I just adore a bookstore view*
Amazingly for someone who has been reading since the age of three, I had never attended a reading** at a bookstore before this week. It was at the lovely bookstore in the village:
which not only boasts the view you see above, but has a resident cat, Catsby, and a staff who adore Miss Stella (unlike Catsby). They served nibbles and local wine as we joined the standing room only crowd in the back room, usually devoted to children’s books.
The lecture was given by Lloyd Kahn, an expert on tiny and alternative homes. Interestingly, he actually published his first book on this subject more than forty years ago, but it is now becoming a hot topic, partly because of people’s desire for “green” living, and – I’m guessing – partly because of the challenging economic times.
There was a slideshow with various small homes, ranging from gypsy caravans to converted school buses and collapsible homes that can be carried on a pick up truck.
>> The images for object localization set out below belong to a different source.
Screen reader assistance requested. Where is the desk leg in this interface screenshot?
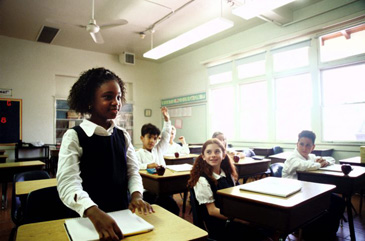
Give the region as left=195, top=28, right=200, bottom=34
left=345, top=195, right=356, bottom=241
left=1, top=182, right=7, bottom=209
left=182, top=190, right=187, bottom=218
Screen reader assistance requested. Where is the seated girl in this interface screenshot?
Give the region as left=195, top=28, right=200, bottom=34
left=187, top=138, right=269, bottom=241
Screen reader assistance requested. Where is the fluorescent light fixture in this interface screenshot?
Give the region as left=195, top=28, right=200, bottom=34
left=143, top=18, right=234, bottom=60
left=232, top=0, right=296, bottom=20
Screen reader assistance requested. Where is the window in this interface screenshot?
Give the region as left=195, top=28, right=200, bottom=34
left=320, top=24, right=365, bottom=62
left=208, top=62, right=232, bottom=85
left=236, top=53, right=266, bottom=79
left=322, top=63, right=365, bottom=142
left=239, top=81, right=268, bottom=141
left=272, top=40, right=310, bottom=72
left=275, top=73, right=312, bottom=141
left=209, top=87, right=235, bottom=139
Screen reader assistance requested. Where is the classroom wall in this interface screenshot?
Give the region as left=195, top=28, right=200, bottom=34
left=0, top=35, right=163, bottom=159
left=157, top=0, right=365, bottom=159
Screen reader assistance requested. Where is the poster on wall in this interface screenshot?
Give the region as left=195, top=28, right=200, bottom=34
left=0, top=98, right=22, bottom=144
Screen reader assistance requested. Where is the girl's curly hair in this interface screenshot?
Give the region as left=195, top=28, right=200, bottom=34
left=68, top=67, right=126, bottom=115
left=187, top=138, right=238, bottom=188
They ranged from the very basic to the very fancy (radiant heated floors and granite counter tops). It was fascinating to see how creative people are, and we learned that if you are going to live in a very small space, it’s important to have the windows at eye level to avoid feeling claustrophobic. Curved ceilings (though not as curved as mine) also help with this. We’ll have to keep all this in mind if/when we build over at the family property.
On our way back to the car, we noticed that several buildings in the Village were wrapped with felting:
And even quilts:
I later learned that this is called “yarnbombing” and is a form of graffiti or street art, in that it’s not a permanent art installation. This installation was done with the permission of the businesses involved, but often installations are not, and those are considered guerilla art. These particular pieces are mostly hand woven and hand dyed, as well as hand knitted or felted. Truly amazing! You just never know what you’ll find in this little corner of the world.
*Imagine Eva Gabor in “Green Acres” saying this.
**Due to my work schedule, I was unable to attend the reading by Damien Echols at the Ferry Building in San Francisco last night. He is the author of the one of the most moving and amazing books I have ever read, Life After Death, and was wrongly sentenced to death at the age of 18, spending nearly 20 years on Death Row before finally being freed.